Acoustical Society of America- 138th Meeting Lay Language Papers -Finding the Missing Fundamental: A Connectionist Model of Harmonic detection

ASA PRESSROOM

Acoustical Society of America
138th Meeting Lay Language Papers


Finding the Missing Fundamental:
A Connectionist Model of Harmonic Detection

Clifford F. Lewis- clewis@gwis.com
Stephen B. Fountain
Dept. of Psych., Kent State University
P.O. Box 5190
Kent, OH 44242-0001

Michael K. McBeath
Dept. of Psych., Arizona State University
Tempe, AZ 85287-1104

Note: First author can be reached at (216) 371-3981

Popular version of paper 4pPP3
Presented Thursday afternoon, November 4, 1999
138th ASA Meeting, Columbus, Ohio

A neural network model can provide a possible explanation for virtual pitch. Also known as the missing fundamental, virtual pitch is one of the classic phenomena in auditory perception. The model demonstrates that the harmonics of complex tones form recognizable patterns, and it suggests that the brain may fill in missing parts of those patterns to create perceptions of virtual pitch.

Virtual pitch

Nearly all natural sounds that have a distinctive pitch-like quality consist of a combination of many frequencies, which are called harmonics. These harmonic frequencies are related in a simple way. The lowest-frequency harmonic is called the fundamental. The other harmonics are multiples of the fundamental; that is, two times the fundamental frequency, three times, four times, and so forth. When the pitch of a complex sound is compared to that of a single-frequency standard, people generally report that the pitches match if the fundamental frequency of the complex sound is the same as the frequency of the standard. When musical instruments play the same note, all of them produce the same fundamental frequency and the same harmonics. However, the intensities and phase angles of the harmonics differ for each type of instrument, and these differences give the instrument its unique sound, or timbre.

Virtual pitch presents an intriguing problem in understanding how people perceive the pitch of musical notes. Virtual pitch, or the missing fundamental, refers to the fact that if the fundamental frequency is filtered out of a complex sound, the perceived pitch usually does not change. The lowest harmonic is now twice the fundamental, which is the same frequency as the fundamental for a note an octave higher. In many ways, however, the missing fundamental still is more similar to the lower note than it is to the higher. For example, an A2 has a fundamental frequency of 110 Hz, with harmonics at 220, 330, 440, 550, etc. An A3, an octave above, has a fundamental of 220 Hz, with harmonics at 440, 660, 880, etc. Without the fundamental, the lowest harmonic in an A2 is 220 Hz, but the odd harmonics at 330, 550, etc. are still present. Given this combination of harmonics, people perceive hearing the 110 Hz fundamental. This seems counterintuitive, in that a person would perceive hearing the fundamental frequency when it isnt there.
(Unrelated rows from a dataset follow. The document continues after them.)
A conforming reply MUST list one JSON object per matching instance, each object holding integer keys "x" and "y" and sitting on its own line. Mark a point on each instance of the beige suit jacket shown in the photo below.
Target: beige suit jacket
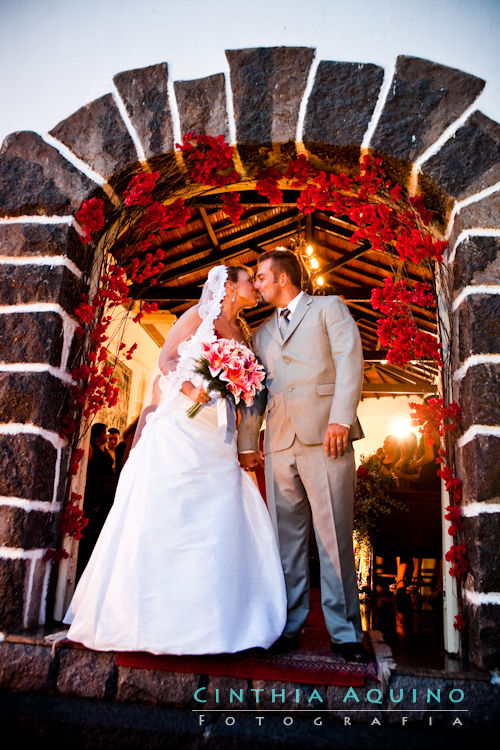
{"x": 314, "y": 376}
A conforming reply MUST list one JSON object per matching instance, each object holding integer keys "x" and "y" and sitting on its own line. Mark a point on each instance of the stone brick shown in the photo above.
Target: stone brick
{"x": 290, "y": 695}
{"x": 44, "y": 239}
{"x": 479, "y": 396}
{"x": 27, "y": 467}
{"x": 12, "y": 575}
{"x": 36, "y": 179}
{"x": 483, "y": 481}
{"x": 86, "y": 674}
{"x": 478, "y": 326}
{"x": 423, "y": 100}
{"x": 24, "y": 667}
{"x": 468, "y": 162}
{"x": 24, "y": 284}
{"x": 157, "y": 687}
{"x": 202, "y": 105}
{"x": 484, "y": 213}
{"x": 477, "y": 261}
{"x": 339, "y": 109}
{"x": 482, "y": 533}
{"x": 31, "y": 337}
{"x": 484, "y": 625}
{"x": 145, "y": 93}
{"x": 268, "y": 85}
{"x": 27, "y": 529}
{"x": 32, "y": 398}
{"x": 97, "y": 134}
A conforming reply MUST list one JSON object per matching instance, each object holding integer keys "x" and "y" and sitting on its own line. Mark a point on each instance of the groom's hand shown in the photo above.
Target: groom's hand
{"x": 251, "y": 461}
{"x": 336, "y": 440}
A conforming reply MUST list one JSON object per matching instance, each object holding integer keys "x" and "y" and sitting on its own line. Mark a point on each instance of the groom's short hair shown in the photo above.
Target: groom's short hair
{"x": 284, "y": 261}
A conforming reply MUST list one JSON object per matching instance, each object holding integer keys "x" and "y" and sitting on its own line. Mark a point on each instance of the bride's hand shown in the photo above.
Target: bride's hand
{"x": 195, "y": 393}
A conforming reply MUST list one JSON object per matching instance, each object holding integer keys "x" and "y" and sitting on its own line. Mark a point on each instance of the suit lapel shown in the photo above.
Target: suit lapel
{"x": 299, "y": 313}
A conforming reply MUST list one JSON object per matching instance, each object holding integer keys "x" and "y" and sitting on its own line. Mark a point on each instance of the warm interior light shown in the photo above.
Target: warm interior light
{"x": 401, "y": 427}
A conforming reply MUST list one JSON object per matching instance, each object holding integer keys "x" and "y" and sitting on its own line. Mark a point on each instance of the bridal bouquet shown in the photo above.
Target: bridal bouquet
{"x": 231, "y": 369}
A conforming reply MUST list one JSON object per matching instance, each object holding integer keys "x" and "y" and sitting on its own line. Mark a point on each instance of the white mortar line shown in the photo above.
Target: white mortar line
{"x": 75, "y": 160}
{"x": 18, "y": 553}
{"x": 57, "y": 476}
{"x": 467, "y": 202}
{"x": 13, "y": 428}
{"x": 38, "y": 220}
{"x": 476, "y": 359}
{"x": 379, "y": 107}
{"x": 29, "y": 505}
{"x": 446, "y": 135}
{"x": 27, "y": 601}
{"x": 477, "y": 598}
{"x": 43, "y": 601}
{"x": 475, "y": 289}
{"x": 41, "y": 260}
{"x": 299, "y": 133}
{"x": 475, "y": 430}
{"x": 231, "y": 119}
{"x": 37, "y": 367}
{"x": 465, "y": 234}
{"x": 477, "y": 509}
{"x": 30, "y": 307}
{"x": 176, "y": 122}
{"x": 128, "y": 122}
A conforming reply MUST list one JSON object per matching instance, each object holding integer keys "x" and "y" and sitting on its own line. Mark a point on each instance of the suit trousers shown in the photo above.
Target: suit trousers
{"x": 304, "y": 485}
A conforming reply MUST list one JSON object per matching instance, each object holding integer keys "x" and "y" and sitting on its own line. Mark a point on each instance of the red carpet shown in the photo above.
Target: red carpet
{"x": 313, "y": 663}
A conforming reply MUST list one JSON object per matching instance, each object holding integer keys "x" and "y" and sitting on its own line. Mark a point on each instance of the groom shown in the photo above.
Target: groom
{"x": 312, "y": 352}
One well-accepted theory of pitch perception is the place coding theory. According to this theory, portions of the basilar membrane of the inner ear are tuned to respond to different frequencies, with the vibrations occurring close to the entrance of the inner ear for high-frequency sounds, and farther away for low-frequency sounds. Neural receptors in the inner ear detect these vibrations, and the perceived pitch is determined by what position on the basilar membrane is vibrating the most. This model cannot by itself explain virtual pitch, however, because there is no sound energy to cause the basilar membrane to vibrate at the low-frequency position.

The appeal of neural networks

Neural networks, also known as connectionist models, are part of a growing trend toward the approach of modeling the brain with computers, and away from the approach of modeling the brain as a computer. (Scientists model many processes with computers, and those processes rarely resemble the operation of the computer itself.) Neural network models are based on the principle that the brain consists of many neurons that act simultaneously (in parallel), and that each neuron responds to simultaneous inputs from many other neurons. Neural networks are able to learn without following a specific set of programmed instructions. Instead, they react to a variety of inputs, adjusting the weights between individual neural units so as to identify patterns and form associations.
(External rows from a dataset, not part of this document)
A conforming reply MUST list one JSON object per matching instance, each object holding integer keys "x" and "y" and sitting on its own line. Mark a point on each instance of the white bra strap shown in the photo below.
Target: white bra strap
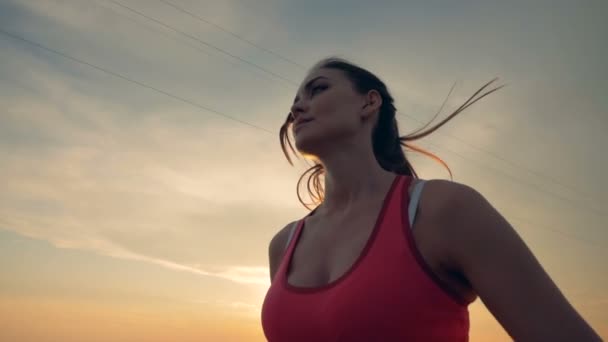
{"x": 414, "y": 199}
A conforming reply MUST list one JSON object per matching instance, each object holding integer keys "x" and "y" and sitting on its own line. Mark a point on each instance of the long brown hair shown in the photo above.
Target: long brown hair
{"x": 387, "y": 143}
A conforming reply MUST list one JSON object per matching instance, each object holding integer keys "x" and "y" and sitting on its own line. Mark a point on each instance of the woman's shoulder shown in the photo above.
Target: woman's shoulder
{"x": 445, "y": 201}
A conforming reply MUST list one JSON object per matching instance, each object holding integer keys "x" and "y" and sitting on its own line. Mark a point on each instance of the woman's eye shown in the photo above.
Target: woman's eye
{"x": 318, "y": 88}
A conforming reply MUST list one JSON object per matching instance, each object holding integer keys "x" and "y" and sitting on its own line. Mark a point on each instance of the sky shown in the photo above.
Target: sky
{"x": 142, "y": 176}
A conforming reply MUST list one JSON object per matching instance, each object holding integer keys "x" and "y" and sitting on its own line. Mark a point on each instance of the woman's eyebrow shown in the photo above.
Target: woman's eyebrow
{"x": 308, "y": 86}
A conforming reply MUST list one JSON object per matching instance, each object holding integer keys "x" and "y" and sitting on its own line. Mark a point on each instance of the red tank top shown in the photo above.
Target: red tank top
{"x": 388, "y": 294}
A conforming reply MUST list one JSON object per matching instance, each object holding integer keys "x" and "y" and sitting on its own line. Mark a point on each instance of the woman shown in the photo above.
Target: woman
{"x": 386, "y": 256}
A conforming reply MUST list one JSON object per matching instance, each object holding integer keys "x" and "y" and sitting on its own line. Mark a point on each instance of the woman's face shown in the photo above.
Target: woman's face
{"x": 326, "y": 109}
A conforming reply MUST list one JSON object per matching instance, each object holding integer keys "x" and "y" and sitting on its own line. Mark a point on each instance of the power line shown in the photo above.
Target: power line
{"x": 571, "y": 188}
{"x": 512, "y": 163}
{"x": 198, "y": 17}
{"x": 504, "y": 174}
{"x": 204, "y": 43}
{"x": 154, "y": 29}
{"x": 109, "y": 72}
{"x": 250, "y": 124}
{"x": 560, "y": 232}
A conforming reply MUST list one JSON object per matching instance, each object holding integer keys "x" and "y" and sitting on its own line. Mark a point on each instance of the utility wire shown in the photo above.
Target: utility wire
{"x": 199, "y": 18}
{"x": 204, "y": 43}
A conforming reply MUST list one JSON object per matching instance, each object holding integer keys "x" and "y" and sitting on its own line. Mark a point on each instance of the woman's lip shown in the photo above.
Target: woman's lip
{"x": 301, "y": 124}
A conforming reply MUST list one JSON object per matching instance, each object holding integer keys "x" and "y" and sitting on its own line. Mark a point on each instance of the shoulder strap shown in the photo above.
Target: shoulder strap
{"x": 414, "y": 199}
{"x": 293, "y": 230}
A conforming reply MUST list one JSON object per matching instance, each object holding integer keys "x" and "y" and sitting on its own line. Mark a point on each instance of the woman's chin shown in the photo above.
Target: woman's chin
{"x": 306, "y": 144}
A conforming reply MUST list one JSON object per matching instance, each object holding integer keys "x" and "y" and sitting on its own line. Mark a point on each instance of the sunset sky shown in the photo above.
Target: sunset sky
{"x": 142, "y": 176}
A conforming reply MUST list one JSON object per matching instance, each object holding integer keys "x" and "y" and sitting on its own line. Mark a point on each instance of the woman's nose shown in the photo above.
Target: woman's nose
{"x": 298, "y": 108}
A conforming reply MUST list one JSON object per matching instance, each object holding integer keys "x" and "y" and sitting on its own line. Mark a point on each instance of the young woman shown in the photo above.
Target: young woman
{"x": 386, "y": 256}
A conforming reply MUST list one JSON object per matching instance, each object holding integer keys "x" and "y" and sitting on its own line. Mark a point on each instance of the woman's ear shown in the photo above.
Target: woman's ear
{"x": 373, "y": 102}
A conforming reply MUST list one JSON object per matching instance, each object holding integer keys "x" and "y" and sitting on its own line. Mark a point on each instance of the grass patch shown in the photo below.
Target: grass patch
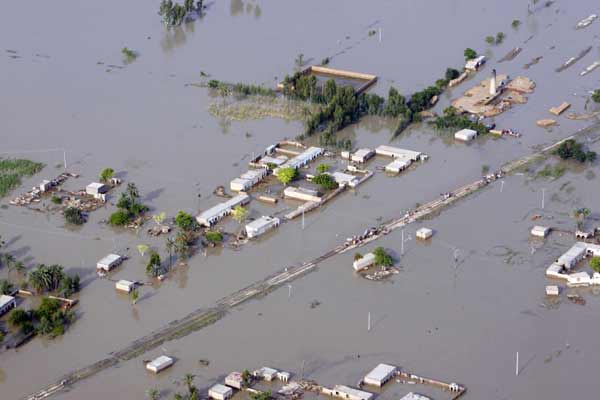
{"x": 13, "y": 170}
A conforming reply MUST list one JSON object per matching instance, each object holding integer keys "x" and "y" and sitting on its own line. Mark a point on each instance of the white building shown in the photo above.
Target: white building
{"x": 398, "y": 165}
{"x": 475, "y": 63}
{"x": 344, "y": 179}
{"x": 234, "y": 380}
{"x": 96, "y": 189}
{"x": 266, "y": 373}
{"x": 540, "y": 231}
{"x": 362, "y": 155}
{"x": 414, "y": 396}
{"x": 125, "y": 286}
{"x": 109, "y": 262}
{"x": 348, "y": 393}
{"x": 424, "y": 233}
{"x": 261, "y": 225}
{"x": 214, "y": 214}
{"x": 7, "y": 303}
{"x": 552, "y": 290}
{"x": 220, "y": 392}
{"x": 380, "y": 375}
{"x": 159, "y": 364}
{"x": 465, "y": 135}
{"x": 364, "y": 262}
{"x": 303, "y": 194}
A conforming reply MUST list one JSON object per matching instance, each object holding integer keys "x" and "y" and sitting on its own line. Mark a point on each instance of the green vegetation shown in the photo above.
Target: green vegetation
{"x": 213, "y": 236}
{"x": 382, "y": 258}
{"x": 154, "y": 267}
{"x": 554, "y": 172}
{"x": 570, "y": 149}
{"x": 129, "y": 55}
{"x": 286, "y": 175}
{"x": 453, "y": 120}
{"x": 580, "y": 214}
{"x": 129, "y": 207}
{"x": 595, "y": 264}
{"x": 48, "y": 319}
{"x": 322, "y": 168}
{"x": 469, "y": 54}
{"x": 13, "y": 170}
{"x": 106, "y": 174}
{"x": 240, "y": 89}
{"x": 260, "y": 395}
{"x": 325, "y": 181}
{"x": 173, "y": 14}
{"x": 185, "y": 221}
{"x": 73, "y": 215}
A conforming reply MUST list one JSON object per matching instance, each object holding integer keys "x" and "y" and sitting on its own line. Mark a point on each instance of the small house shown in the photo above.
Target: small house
{"x": 380, "y": 375}
{"x": 7, "y": 303}
{"x": 465, "y": 135}
{"x": 234, "y": 380}
{"x": 261, "y": 226}
{"x": 159, "y": 364}
{"x": 125, "y": 286}
{"x": 109, "y": 262}
{"x": 96, "y": 189}
{"x": 424, "y": 233}
{"x": 220, "y": 392}
{"x": 540, "y": 231}
{"x": 364, "y": 262}
{"x": 552, "y": 290}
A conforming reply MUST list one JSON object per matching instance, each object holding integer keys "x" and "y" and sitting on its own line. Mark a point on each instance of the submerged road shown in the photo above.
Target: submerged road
{"x": 207, "y": 316}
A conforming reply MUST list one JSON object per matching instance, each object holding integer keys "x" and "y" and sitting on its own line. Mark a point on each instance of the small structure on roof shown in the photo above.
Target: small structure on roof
{"x": 7, "y": 303}
{"x": 362, "y": 155}
{"x": 364, "y": 262}
{"x": 266, "y": 373}
{"x": 540, "y": 231}
{"x": 235, "y": 380}
{"x": 96, "y": 189}
{"x": 220, "y": 392}
{"x": 261, "y": 225}
{"x": 125, "y": 286}
{"x": 159, "y": 364}
{"x": 299, "y": 193}
{"x": 465, "y": 135}
{"x": 380, "y": 375}
{"x": 415, "y": 396}
{"x": 552, "y": 290}
{"x": 424, "y": 233}
{"x": 475, "y": 63}
{"x": 109, "y": 262}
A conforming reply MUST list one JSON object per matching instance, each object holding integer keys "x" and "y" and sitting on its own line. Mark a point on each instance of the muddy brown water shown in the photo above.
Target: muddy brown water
{"x": 462, "y": 324}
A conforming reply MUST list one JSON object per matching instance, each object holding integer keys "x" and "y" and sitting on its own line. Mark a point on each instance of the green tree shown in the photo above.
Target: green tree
{"x": 106, "y": 174}
{"x": 595, "y": 263}
{"x": 185, "y": 221}
{"x": 470, "y": 53}
{"x": 286, "y": 175}
{"x": 382, "y": 258}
Most of these models are still much too simple to be regarded as realistic models of brain functions. However, they do often yield results that are suggestive of brain characteristics. They excel at making associations and identifying patterns. Their abilities to learn and to respond to stimuli are not constrained to the strict logic of a computer program. They show an ability to adapt to changes, and to recognize degraded or modified inputs.

The neural network pitch model

In the present model, each harmonic of a complex tone is modeled as an input level at one position on the network, in a manner analogous to the place-coding theory. An autoassociator model is used, which differs from other neural networks in that it is not given a "right" answer to learn for any of the inputs. Instead, the networks task is to learn to produce an output that matches the input. This goal is achieved by adjusting numerical weights between the input and the output. The larger the difference between the input and the output, the more the weights are adjusted. A diagram of the network is shown in Figure 1.

The network was "trained" using harmonic data for a variety of musical instruments. All of the A notes from A2 to A6 were used in training. Each input of the network corresponded to the intensity of one harmonic, with a total of 90 inputs. The network was trained by repeatedly inputting the harmonics of each instrument one at a time until the difference between input and output was small for the last instrument in the set.

For the test part of the experiment, the network was given the same inputs as in the training phase, but with zeros as input for the fundamental frequency of each note.

Results and Discussion

Results are given in Table 1.

The neural network model compensated for the missing fundamental, filling in the missing part of the pattern and producing an output that was very similar to the output produced when the fundamental was present. Even the output corresponding to the fundamental showed a significant activation.

If our brains have a similar ability to make associations between harmonics, then this model of pitch coding can explain the problem of virtual pitch. From the time we are born, and even before, we hear sounds that are rich in harmonics. Most of the time, the same harmonics are present for a given pitch, regardless of the sound source. The network model demonstrates that it is possible even for a simple network to learn to associate these co-occurring frequencies with each other. A missing fundamental (or any other missing harmonic) results in a degraded input. The network model recognizes the partial input and simply fills in the missing parts.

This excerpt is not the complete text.